Garrett Anderson, incidentally, had also been in touch with and mentored by the elder Dr.
Blackwell since before her own inclusion in the registry.
Blackwell was back in the United States for most of the 1860s.
She got involved with providing medical care for union troops during the Civil War and she served as the Chair of Hygiene for the Medical College at the New York Infirmary.
She particularly relished this position because Blackwell believed that doctors should not only understand medicine but they should also be able to use their sanitary knowledge to instruct their patients in such a way as to enable parents to raise healthy children.
In 1869, Elizabeth Blackwell moved permanently back to England where she accepted a position as Chair of Gynecology at the newly established London School of Medicine for Women, which had been inspired, in part, by Blackwell’s hospital in New York.
After her return to Britain, however, Blackwell’s time was mostly devoted to advocating for social reform and to writing rather than practicing medicine.
During this period, she worked to promote sanitary and hygiene instruction in schools and helped to establish the National Health Society in Britain.
She also spoke out strongly against experimentation on animals, not because she was any kind of animal rights activist but because she feared that doctors might become desensitized to their patients’ pain and may come to perceive their patients as test subjects rather than people with feelings.
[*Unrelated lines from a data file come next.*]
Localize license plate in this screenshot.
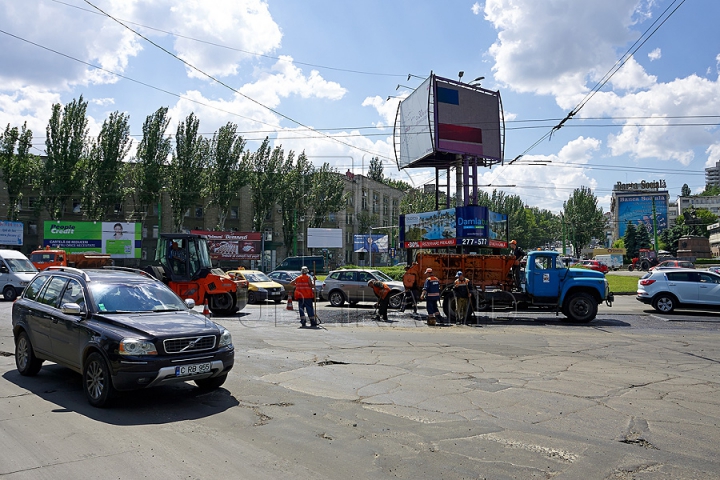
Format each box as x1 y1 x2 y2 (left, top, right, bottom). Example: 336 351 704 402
175 362 212 377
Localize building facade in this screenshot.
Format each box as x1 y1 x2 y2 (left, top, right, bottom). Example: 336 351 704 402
706 160 720 187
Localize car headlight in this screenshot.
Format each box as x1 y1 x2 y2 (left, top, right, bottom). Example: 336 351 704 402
119 339 157 356
279 285 285 292
219 329 233 347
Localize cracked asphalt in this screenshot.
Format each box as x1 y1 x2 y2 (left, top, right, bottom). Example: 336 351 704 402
1 297 719 479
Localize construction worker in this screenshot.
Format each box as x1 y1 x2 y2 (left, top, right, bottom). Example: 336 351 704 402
453 271 471 324
509 240 525 289
290 266 317 328
400 263 419 314
368 279 391 321
420 267 441 326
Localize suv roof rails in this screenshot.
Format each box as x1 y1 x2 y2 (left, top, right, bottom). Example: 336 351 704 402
100 266 158 280
44 266 91 281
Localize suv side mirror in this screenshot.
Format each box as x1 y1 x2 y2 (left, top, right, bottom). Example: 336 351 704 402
61 303 83 315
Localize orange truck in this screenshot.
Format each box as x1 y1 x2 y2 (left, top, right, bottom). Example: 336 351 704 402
30 248 113 270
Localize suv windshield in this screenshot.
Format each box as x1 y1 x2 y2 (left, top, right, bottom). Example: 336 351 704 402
90 282 188 313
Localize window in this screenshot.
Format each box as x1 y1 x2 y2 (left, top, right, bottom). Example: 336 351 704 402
28 197 37 209
361 189 368 210
195 206 203 218
72 200 82 214
28 222 37 235
338 271 356 281
666 272 695 282
23 276 48 301
383 196 389 216
38 277 69 307
230 206 239 219
60 279 86 312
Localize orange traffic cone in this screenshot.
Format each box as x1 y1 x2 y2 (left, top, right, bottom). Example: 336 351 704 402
202 300 210 317
286 295 294 310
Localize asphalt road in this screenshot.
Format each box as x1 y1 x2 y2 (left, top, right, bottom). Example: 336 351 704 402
1 296 720 479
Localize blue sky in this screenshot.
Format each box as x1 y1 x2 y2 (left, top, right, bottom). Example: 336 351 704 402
1 0 719 213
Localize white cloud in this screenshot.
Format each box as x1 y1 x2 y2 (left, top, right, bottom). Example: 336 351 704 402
91 98 116 107
648 48 661 61
472 2 483 15
362 95 404 128
706 144 720 168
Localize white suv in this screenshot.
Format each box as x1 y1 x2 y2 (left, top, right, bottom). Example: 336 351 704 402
637 268 720 313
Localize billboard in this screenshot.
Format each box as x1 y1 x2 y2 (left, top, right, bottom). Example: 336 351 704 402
400 207 508 248
43 221 140 258
395 75 503 169
353 234 389 253
191 230 261 260
617 195 668 238
0 221 23 246
434 77 502 162
307 228 343 248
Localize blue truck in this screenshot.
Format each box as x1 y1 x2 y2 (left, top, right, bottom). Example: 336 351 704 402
408 250 614 323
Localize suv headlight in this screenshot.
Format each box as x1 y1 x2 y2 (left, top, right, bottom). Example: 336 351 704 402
219 329 233 347
119 339 157 356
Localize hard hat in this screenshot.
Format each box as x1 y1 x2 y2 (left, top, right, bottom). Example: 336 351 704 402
456 271 463 277
301 266 309 274
425 267 433 274
510 239 517 245
367 280 374 286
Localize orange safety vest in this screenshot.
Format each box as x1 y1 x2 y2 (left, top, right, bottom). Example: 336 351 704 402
293 274 315 300
371 281 391 299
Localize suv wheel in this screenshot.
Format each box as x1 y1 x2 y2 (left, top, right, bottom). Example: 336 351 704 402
652 294 676 313
329 290 345 307
83 352 115 407
15 331 43 376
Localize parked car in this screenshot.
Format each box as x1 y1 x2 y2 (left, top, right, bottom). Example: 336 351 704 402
267 270 300 297
321 269 404 308
226 269 285 304
708 266 720 275
649 259 695 272
12 266 234 407
580 260 609 274
636 268 720 313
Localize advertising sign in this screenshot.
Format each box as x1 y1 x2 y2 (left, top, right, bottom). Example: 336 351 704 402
0 221 23 246
617 195 668 238
307 228 343 248
191 230 261 260
397 76 434 168
400 208 457 248
353 234 389 253
43 221 140 258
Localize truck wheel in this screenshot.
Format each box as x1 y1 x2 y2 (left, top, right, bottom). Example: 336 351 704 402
564 292 597 323
640 260 650 271
210 293 234 316
328 290 345 307
628 265 634 272
3 285 17 302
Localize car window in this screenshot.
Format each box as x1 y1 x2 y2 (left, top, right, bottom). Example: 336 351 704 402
338 271 356 282
38 276 69 307
23 276 48 300
535 256 551 270
60 279 86 312
357 272 373 283
698 272 720 284
328 271 341 280
666 272 695 282
373 271 393 282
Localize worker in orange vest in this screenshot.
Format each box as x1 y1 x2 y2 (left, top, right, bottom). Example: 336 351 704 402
290 266 317 328
368 279 391 321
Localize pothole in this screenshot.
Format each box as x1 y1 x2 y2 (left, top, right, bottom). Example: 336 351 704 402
318 360 348 366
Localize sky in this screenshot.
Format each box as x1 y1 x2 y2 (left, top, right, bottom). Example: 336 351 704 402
1 0 719 214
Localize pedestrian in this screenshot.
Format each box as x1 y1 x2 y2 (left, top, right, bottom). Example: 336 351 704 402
290 266 317 328
400 263 419 314
368 279 391 321
509 240 525 289
452 271 471 324
420 267 441 326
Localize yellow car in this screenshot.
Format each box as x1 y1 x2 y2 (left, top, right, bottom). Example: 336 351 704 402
226 269 286 304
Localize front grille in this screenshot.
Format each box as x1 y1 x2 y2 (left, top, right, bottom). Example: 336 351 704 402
163 335 216 354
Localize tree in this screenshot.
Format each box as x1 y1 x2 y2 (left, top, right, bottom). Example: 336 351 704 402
382 177 412 192
279 151 313 251
635 223 652 251
134 107 172 220
562 186 605 258
0 123 36 221
681 183 692 196
80 111 132 221
399 187 439 214
249 138 285 232
700 185 720 196
624 222 638 259
204 122 249 230
39 96 89 220
306 163 347 228
368 156 384 183
168 113 207 232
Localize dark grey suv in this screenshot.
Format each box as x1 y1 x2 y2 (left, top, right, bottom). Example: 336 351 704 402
12 266 234 407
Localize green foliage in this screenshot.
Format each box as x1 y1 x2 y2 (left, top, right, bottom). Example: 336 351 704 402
624 222 638 259
307 162 347 228
80 111 132 221
382 177 412 192
700 185 720 196
135 107 172 216
279 151 313 251
367 156 384 182
204 122 248 230
562 186 605 257
168 113 207 232
612 238 625 249
356 211 379 235
399 187 439 214
635 223 652 250
249 138 285 232
681 183 692 196
0 122 36 221
40 96 89 220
Her fears proved to be well founded.
There have been moments in which minority groups and the poor have not been given the care they deserve and have been treated as test subjects by the medical establishment.
Elizabeth Blackwell died at her home in Hastings on May 31, 1910.
She was 89 years old.
During her career, Dr.
Elizabeth Blackwell’s work involved a lot of public outreach both in the form of writing and in delivering public lectures (most of which were intended to teach women how to maintain healthy lifestyles).
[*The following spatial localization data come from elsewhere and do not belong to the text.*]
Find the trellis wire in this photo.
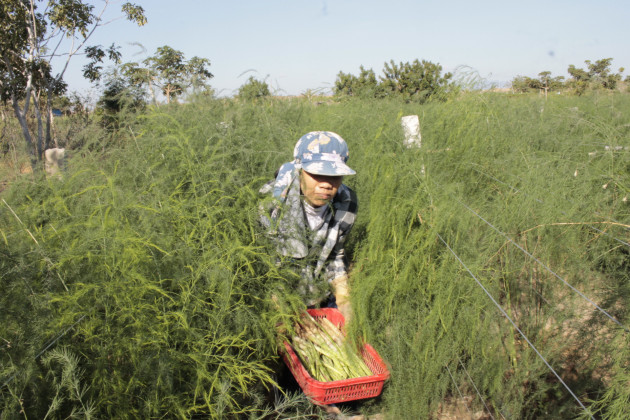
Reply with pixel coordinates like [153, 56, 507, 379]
[445, 364, 467, 402]
[1, 315, 86, 390]
[444, 364, 473, 417]
[456, 357, 496, 420]
[451, 194, 629, 333]
[425, 179, 551, 307]
[436, 232, 594, 419]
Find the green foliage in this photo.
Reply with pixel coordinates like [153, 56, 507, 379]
[40, 347, 96, 419]
[47, 0, 95, 37]
[335, 59, 453, 103]
[0, 0, 47, 102]
[1, 93, 629, 418]
[512, 71, 565, 93]
[144, 46, 213, 103]
[94, 71, 146, 132]
[568, 58, 625, 94]
[0, 0, 146, 162]
[237, 76, 271, 101]
[511, 75, 538, 93]
[0, 101, 307, 417]
[567, 64, 591, 95]
[342, 93, 629, 418]
[538, 71, 565, 91]
[380, 59, 453, 102]
[334, 66, 382, 99]
[513, 59, 626, 96]
[120, 46, 214, 105]
[579, 332, 630, 420]
[121, 2, 147, 26]
[82, 44, 123, 82]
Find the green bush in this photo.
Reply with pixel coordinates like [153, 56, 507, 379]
[335, 59, 453, 103]
[237, 77, 271, 101]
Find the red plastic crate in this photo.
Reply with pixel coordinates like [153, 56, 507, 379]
[281, 308, 390, 405]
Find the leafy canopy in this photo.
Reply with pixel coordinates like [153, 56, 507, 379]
[237, 76, 271, 101]
[511, 58, 625, 95]
[334, 59, 453, 103]
[121, 45, 214, 104]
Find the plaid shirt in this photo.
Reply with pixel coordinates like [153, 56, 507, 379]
[259, 163, 358, 304]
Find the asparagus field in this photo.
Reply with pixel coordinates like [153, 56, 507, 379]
[1, 91, 629, 419]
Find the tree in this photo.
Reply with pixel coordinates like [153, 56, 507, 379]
[538, 71, 564, 89]
[120, 61, 157, 104]
[121, 46, 213, 104]
[511, 75, 539, 93]
[537, 71, 564, 98]
[567, 58, 624, 94]
[585, 58, 624, 90]
[0, 0, 146, 167]
[187, 56, 214, 95]
[334, 59, 452, 103]
[237, 76, 270, 101]
[380, 59, 453, 103]
[95, 70, 145, 132]
[334, 71, 358, 97]
[567, 64, 590, 95]
[334, 66, 380, 98]
[512, 71, 564, 95]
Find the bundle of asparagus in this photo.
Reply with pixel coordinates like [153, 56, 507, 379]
[291, 312, 373, 382]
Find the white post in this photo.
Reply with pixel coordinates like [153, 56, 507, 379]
[401, 115, 421, 148]
[401, 115, 424, 174]
[44, 148, 65, 177]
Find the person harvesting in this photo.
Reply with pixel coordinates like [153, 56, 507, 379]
[259, 131, 358, 321]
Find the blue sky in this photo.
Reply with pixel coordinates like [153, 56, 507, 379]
[63, 0, 630, 98]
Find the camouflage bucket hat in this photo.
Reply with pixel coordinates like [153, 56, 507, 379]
[293, 131, 356, 176]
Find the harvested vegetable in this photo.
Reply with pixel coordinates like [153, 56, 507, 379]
[290, 312, 373, 382]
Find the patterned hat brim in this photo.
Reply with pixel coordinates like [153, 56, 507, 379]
[302, 160, 356, 176]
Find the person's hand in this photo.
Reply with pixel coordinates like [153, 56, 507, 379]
[332, 275, 352, 323]
[337, 300, 352, 325]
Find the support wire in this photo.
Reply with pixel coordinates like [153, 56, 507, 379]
[1, 315, 86, 390]
[437, 232, 594, 419]
[457, 357, 496, 420]
[454, 196, 629, 333]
In her view it was the responsibility of doctors to and here I quote “watch over the cradle of the race; to see that human beings are well born, well nourished, and well educated” end quote.
She did not, therefore, withhold her religious and moral opinions for she saw them as very much a part of medical practice.
She often left the practice of medicine to the women who followed her – in New York, for example, it was Emily Blackwell and Marie Zakrzewska who saw the vast majority of patients and provided medical care.
While these limitations in Elizabeth Blackwell’s practice were due in part to her poor eyesight, they were also a product of her idealism and of the fact that her goal was not so much to provide medical care as to empower women to provide medical care and to convince the world that they were right to do so.
Elizabeth Blackwell was simultaneously forward thinking and backward looking.
She championed women’s education and professional opportunities.
And yet, part of the reason she perceived women to be particularly well suited to medicine was their “natural” state as mothers and caregivers.
Dr.
Blackwell studied with some of the most important medical minds of her day but she was extremely resistant to accept the prevailing theory of bacteriology and she consistently eschewed some of the most popular medical wisdom of her era.
She desperately did not want to see medicine become impersonal and believed that doctors should know their patients well in order to diagnose them correctly.
And to her credit her instinct has been somewhat vindicated.
Diagnoses can be more accurate if physicians understand a person’s medical history and lifestyle.
In helping to establish the New York Infirmary for Women and Children, Dr.
Blackwell ensured that poor women could access medical care.
And even when she retired from medicine, Blackwell never gave up the fight.
She continued advocate on behalf of women.
She also took a personal interest in individual women often encouraging them to pursue medicine.
So while some of her ideas (and her self-aggrandizing tone in her autobiographical works) might be sort of distasteful in retrospect, I think we can all be grateful for the model that Elizabeth Blackwell provided for generations of women.